Arvita memutuskan untuk menbuat kedua-duanya, pastinya Armand akan memilih satu diantaranya. Sisanya akan sepenuhnya menjadi miliknya, Arvita tersenyum puas dengan keputusannya.
"Arvita... Luar biasa. Kamu sudah sampai disini sangat pagi. Dan ini masih pukul delapan." Hidayat tiba-tiba saja muncul dan memujinya dengan riang.
"Pagi pak, ingin segelas kopi?" Sapa Arvita sekaligus menawarkan,
Hidayat langsung saja mengangkat tangan kirinya, ada duah buah gelas cup berwarna hitam yang ia bawa. Dan ia perlihatkan pada Arvita,
"Tidak kurasa Vita, saya sudah membelinya diluar."
"Oh... sayang sekali. Padahal disini ada mesin kopi." Ucap Arvita sungguh-sungguh.
"Apa itu untuk Armand?" Tebak Hidayat melihat kearah dua gelas kopi yang baru saja dibuat oleh Arvita,
"Ya, tebakan anda benar." Jawab Arvita sedikit menyombong.
"Mmm... maaf Vita, tapi Armand tidak akan meminumnya. Dia lebih suka dengan apa yang saya bawakan." Hidayat menyeringai, dan kembali memperlihatkan barang bawaannya.
Arvita sedikit memanyunkan mulutnya, walaupun masih ada rasa kesal saat melihat Hidayat yang masih saja memamerkan deretan giginya.
"Dan tenang saja, aku akan memberi alamat tempat biasa meminum kopinya, karena nantinya ini akan menjadi tugasmu." Senyum Hidayat semakin melebar.
"Oh ya Vita, kalau kamu sudah selesai. Tolong keruang Armand sebentar ya... dan jangan lupa bawa beberapa catatan. Kita masih punya waktu sebelum jam 9, sebelum big bos kita datang." Ucap Hidayat.
"Ruangan Pak Armand, Pak?
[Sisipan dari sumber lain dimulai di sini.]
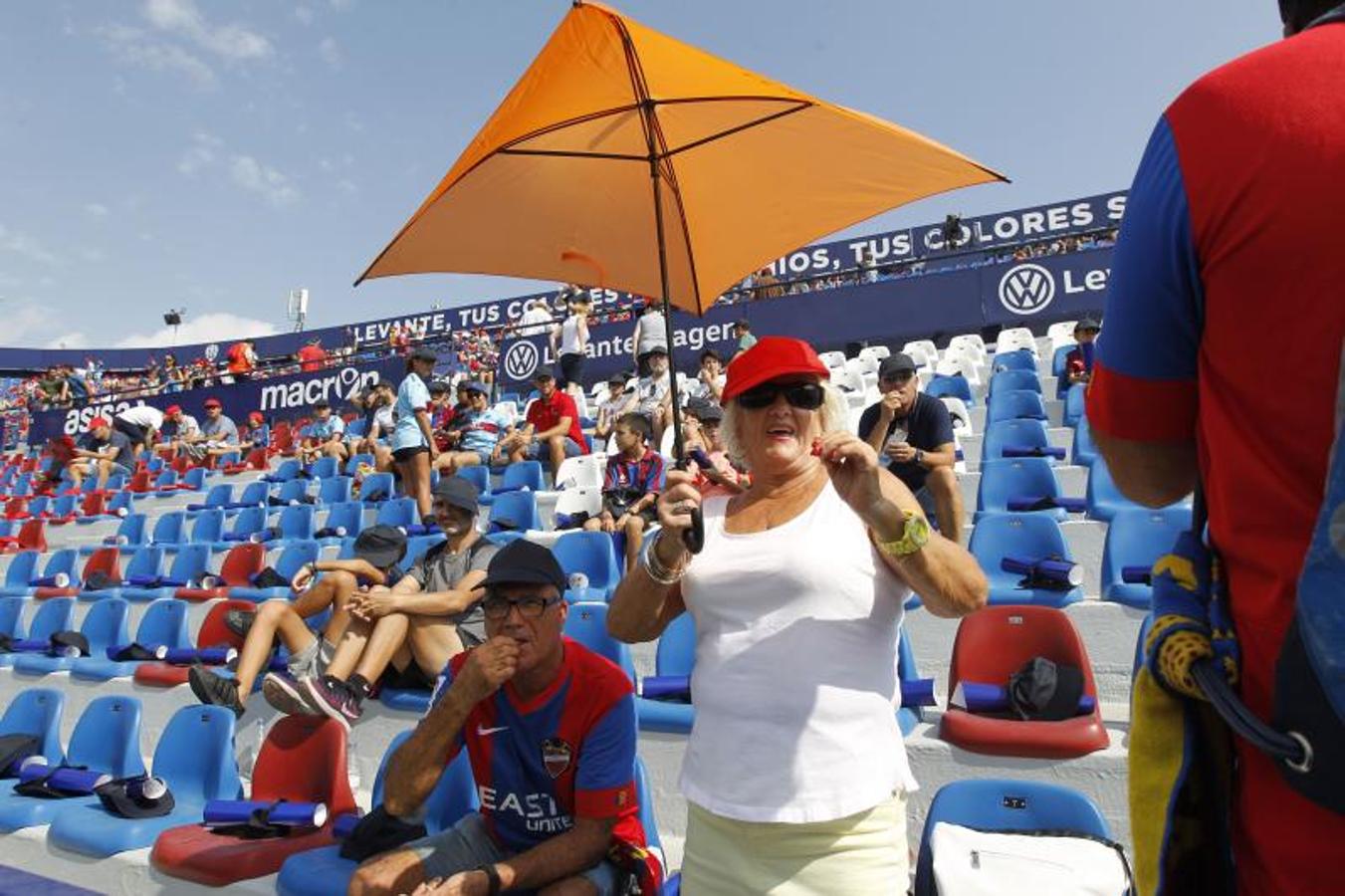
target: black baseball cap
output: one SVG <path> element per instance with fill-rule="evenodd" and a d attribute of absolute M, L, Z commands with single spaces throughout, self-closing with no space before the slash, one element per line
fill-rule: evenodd
<path fill-rule="evenodd" d="M 491 557 L 486 568 L 483 587 L 491 585 L 553 585 L 565 592 L 568 580 L 561 564 L 547 548 L 519 538 L 511 541 Z"/>
<path fill-rule="evenodd" d="M 397 526 L 370 526 L 355 538 L 355 557 L 387 569 L 406 556 L 406 533 Z"/>
<path fill-rule="evenodd" d="M 894 379 L 897 374 L 919 370 L 911 355 L 898 351 L 878 362 L 878 379 Z"/>
<path fill-rule="evenodd" d="M 480 492 L 476 490 L 476 486 L 461 476 L 444 476 L 434 486 L 433 495 L 449 507 L 465 510 L 472 515 L 480 507 Z"/>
Tapi apa tidak apa-apa kalau..."
"Tidak apa-apa, banyak hal yang harus saya sampaikan kepadamu. Arvita saya sangat berharap banyak denganmu. Armand bisa dibilang seorang yang sangat introvert." Jelas Hidayat, dan berlalu meninggalkan Arvita diruang pantry.
Arvita memandang dua gelas kopinya, berpikir untuk memutuskan kopi mana yang akan ia minum. Bergantian matanya melihat antara satu kopi dengan kopi yang lain.
"Ahh... sudahlah dua-duanya saja."
Arvita segera meninggalkan ruang pantry, hari ini ia mengenakan celana panjang dan sepatu kerja yang tidak terlalu tinggi. Kemejanya yang berwarna merah muda cerah, membuatnya yakin bahwa ia bisa percaya diri dihadapan Armand.